Pour l’instant, tout ce qu’elle voulait, c’était de profiter de la présence de David. Il paraissait sur le point d’ajouter autre chose, mais elle l’interrompit d’un baiser, enroulant ses bras autour de son cou.
— Merci pour ceci, murmura-t-elle contre sa bouche. C’est exactement ce dont j’avais besoin. Tu sembles toujours connaître précisément mes besoins.
— Tout le plaisir est pour moi, rétorqua David avec un sourire aimant.
L’air autour d’eux était rempli de l’odeur du pin, des fruits et de la terre humide, ainsi que du parfum suave de la fleur de Laurel.
Tout était parfait alors qu’il l’embrassait de nouveau, ses lèvres si douces et si délicates. À présent, ses mains étaient dans les cheveux de Laurel, celle-ci levait un genou pour le poser sur sa cuisse, leurs corps ajustés comme les pièces parfaitement assorties d’un puzzle.
Elle voulait que ce moment dure toujours.

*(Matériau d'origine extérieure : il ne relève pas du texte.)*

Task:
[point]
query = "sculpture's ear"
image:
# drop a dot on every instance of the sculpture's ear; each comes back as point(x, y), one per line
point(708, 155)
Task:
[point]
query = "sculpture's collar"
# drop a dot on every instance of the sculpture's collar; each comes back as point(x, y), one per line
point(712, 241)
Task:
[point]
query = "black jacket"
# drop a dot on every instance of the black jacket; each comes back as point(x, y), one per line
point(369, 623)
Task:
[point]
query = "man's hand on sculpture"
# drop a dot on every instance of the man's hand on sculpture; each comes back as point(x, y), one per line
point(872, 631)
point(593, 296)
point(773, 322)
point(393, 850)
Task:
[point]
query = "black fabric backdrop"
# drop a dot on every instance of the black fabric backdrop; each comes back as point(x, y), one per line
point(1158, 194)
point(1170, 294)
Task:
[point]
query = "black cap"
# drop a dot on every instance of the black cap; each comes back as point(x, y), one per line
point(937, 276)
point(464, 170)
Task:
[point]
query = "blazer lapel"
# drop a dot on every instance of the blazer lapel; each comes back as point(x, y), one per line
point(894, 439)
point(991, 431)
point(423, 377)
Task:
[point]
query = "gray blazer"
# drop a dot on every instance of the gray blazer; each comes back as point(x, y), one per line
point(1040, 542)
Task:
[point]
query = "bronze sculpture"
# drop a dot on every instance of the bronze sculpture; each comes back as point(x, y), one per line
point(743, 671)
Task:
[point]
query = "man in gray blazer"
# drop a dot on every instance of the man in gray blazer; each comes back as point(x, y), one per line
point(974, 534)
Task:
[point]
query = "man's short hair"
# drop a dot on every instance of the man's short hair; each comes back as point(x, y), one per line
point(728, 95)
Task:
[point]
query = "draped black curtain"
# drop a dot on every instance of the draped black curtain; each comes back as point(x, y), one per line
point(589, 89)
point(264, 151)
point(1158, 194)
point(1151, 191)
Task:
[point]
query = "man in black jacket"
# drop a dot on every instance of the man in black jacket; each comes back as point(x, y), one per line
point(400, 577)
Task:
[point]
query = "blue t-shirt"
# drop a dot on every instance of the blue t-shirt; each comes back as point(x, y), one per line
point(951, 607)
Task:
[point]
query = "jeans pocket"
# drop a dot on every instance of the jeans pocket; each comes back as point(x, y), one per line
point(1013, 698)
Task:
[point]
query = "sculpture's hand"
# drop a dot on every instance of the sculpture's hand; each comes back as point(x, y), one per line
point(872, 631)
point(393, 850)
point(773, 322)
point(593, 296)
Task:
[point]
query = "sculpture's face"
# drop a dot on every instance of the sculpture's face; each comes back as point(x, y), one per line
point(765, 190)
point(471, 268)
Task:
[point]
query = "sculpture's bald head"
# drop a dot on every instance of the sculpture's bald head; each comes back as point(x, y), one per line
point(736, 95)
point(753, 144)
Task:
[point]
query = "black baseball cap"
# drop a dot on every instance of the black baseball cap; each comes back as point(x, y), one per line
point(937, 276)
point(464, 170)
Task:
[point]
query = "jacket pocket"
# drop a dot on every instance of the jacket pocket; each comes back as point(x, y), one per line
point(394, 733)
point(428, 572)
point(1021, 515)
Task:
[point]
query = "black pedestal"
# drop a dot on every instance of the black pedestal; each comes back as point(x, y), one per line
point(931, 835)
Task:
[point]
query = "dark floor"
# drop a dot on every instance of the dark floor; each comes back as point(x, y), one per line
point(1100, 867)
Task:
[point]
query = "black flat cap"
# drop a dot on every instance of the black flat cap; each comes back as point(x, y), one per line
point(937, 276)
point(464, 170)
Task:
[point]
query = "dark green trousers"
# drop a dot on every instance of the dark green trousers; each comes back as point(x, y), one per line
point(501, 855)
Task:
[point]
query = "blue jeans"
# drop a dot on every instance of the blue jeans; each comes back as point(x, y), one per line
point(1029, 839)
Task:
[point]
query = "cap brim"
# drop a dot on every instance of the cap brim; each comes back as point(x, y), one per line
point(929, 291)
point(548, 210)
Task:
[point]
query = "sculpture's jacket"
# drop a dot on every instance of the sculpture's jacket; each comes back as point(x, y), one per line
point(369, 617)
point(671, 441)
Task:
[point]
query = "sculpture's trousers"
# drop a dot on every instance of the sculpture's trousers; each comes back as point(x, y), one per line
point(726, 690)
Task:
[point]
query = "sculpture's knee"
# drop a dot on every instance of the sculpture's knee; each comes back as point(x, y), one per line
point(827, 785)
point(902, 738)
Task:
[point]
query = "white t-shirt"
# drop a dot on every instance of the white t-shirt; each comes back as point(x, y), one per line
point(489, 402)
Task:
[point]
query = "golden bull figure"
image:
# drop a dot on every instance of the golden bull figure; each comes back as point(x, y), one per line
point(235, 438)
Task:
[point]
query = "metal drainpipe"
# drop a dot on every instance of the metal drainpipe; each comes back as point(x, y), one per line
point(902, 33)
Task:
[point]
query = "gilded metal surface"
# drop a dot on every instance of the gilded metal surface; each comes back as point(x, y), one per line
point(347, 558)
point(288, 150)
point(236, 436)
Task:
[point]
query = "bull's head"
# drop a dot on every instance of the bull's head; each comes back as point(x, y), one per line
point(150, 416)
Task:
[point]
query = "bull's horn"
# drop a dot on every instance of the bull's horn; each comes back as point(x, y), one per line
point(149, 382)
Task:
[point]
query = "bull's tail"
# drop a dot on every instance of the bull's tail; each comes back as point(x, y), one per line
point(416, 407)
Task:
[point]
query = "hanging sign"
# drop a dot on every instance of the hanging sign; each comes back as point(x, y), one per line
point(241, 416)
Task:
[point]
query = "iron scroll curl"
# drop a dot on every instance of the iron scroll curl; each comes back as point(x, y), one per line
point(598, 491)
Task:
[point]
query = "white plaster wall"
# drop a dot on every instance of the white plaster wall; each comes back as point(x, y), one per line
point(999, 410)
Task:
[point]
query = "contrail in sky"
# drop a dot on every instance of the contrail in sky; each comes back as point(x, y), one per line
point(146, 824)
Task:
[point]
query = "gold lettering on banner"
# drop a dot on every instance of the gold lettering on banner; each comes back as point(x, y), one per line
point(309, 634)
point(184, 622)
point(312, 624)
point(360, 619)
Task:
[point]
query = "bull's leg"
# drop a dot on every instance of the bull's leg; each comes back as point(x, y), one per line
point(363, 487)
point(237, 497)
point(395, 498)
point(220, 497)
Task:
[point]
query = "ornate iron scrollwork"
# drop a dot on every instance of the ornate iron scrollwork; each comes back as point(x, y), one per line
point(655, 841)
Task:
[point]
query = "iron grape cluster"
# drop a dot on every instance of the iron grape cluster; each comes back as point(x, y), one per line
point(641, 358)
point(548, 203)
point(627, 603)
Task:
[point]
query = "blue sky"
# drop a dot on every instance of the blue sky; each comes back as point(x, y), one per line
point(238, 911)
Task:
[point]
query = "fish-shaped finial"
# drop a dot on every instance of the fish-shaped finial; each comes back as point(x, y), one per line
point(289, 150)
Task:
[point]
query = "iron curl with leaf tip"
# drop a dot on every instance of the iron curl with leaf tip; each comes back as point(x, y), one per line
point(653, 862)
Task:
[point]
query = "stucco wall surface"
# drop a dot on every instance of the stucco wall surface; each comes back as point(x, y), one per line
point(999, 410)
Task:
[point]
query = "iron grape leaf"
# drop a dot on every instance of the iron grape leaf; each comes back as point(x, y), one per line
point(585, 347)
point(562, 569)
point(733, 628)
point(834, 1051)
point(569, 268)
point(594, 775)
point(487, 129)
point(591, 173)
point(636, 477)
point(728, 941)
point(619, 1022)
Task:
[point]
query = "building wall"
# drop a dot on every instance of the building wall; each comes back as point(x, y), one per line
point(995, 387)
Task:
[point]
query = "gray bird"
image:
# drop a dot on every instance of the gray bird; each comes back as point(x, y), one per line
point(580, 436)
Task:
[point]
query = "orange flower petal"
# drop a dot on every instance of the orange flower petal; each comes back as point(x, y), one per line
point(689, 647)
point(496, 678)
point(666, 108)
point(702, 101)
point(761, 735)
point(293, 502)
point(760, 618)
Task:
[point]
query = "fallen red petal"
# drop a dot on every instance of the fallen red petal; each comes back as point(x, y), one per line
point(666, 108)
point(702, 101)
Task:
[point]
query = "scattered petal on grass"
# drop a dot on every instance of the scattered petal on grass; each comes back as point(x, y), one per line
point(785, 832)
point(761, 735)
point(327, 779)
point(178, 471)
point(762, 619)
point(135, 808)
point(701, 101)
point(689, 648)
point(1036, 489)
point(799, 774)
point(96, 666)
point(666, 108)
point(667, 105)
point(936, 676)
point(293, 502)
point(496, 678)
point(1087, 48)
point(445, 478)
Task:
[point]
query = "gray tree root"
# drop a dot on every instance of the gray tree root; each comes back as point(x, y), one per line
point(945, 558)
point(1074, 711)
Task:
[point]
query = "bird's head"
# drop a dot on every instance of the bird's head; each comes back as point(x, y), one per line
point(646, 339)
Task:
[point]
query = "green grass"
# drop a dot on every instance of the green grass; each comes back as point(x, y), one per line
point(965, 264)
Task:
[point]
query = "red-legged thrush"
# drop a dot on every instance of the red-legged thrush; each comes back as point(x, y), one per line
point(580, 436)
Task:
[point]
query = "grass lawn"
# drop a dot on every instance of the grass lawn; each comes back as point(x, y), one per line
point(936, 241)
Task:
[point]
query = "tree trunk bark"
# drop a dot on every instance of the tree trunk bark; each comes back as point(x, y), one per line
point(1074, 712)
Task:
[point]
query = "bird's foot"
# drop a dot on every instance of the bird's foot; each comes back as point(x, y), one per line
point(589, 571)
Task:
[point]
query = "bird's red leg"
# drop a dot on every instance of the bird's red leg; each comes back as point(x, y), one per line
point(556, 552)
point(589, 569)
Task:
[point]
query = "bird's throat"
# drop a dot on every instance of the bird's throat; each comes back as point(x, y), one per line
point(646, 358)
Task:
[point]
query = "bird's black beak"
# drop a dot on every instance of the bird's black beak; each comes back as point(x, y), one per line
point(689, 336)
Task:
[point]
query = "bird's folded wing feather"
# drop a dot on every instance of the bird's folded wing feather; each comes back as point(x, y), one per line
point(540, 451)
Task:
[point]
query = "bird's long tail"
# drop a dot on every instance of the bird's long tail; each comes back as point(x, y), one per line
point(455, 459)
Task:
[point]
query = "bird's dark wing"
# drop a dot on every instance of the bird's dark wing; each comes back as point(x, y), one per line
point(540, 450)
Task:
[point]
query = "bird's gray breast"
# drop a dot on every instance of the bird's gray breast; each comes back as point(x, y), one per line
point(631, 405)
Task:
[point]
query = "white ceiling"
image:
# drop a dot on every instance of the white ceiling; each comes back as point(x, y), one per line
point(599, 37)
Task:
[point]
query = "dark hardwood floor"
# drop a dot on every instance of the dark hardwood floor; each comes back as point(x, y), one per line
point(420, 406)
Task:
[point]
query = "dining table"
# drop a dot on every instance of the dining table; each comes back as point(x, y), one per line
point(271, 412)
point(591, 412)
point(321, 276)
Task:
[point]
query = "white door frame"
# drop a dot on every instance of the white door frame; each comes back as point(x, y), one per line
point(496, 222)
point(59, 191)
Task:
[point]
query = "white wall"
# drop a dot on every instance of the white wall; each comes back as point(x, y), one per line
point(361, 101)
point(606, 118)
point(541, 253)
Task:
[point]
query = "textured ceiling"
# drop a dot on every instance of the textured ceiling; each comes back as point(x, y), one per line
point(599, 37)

David éloigna son visage et l’examina, la fixant jusqu’à ce Laurel glousse timidement.
— Quoi ?
La bouche de David, habituellement si vite à sourire, demeura sérieuse.
— Tu es tellement belle, chuchota-t-il. Et pas seulement en raison de ton apparence. Tout en toi est beau. Parfois, j’ai peur que tout ceci soit le plus formidable des rêves et qu’un jour, je me réveille.
Il rit légèrement.
— Et tout à fait franchement, le fait que tu sois une fée ne m’aide pas.
Ils rirent, le son remplissant la clairière.
— Bien, dit-elle avec une fausse timidité, j’imagine que je vais devoir te prouver à quel point je suis réelle.
Elle se pressa plus près de son torse et leva la tête pour l’embrasser.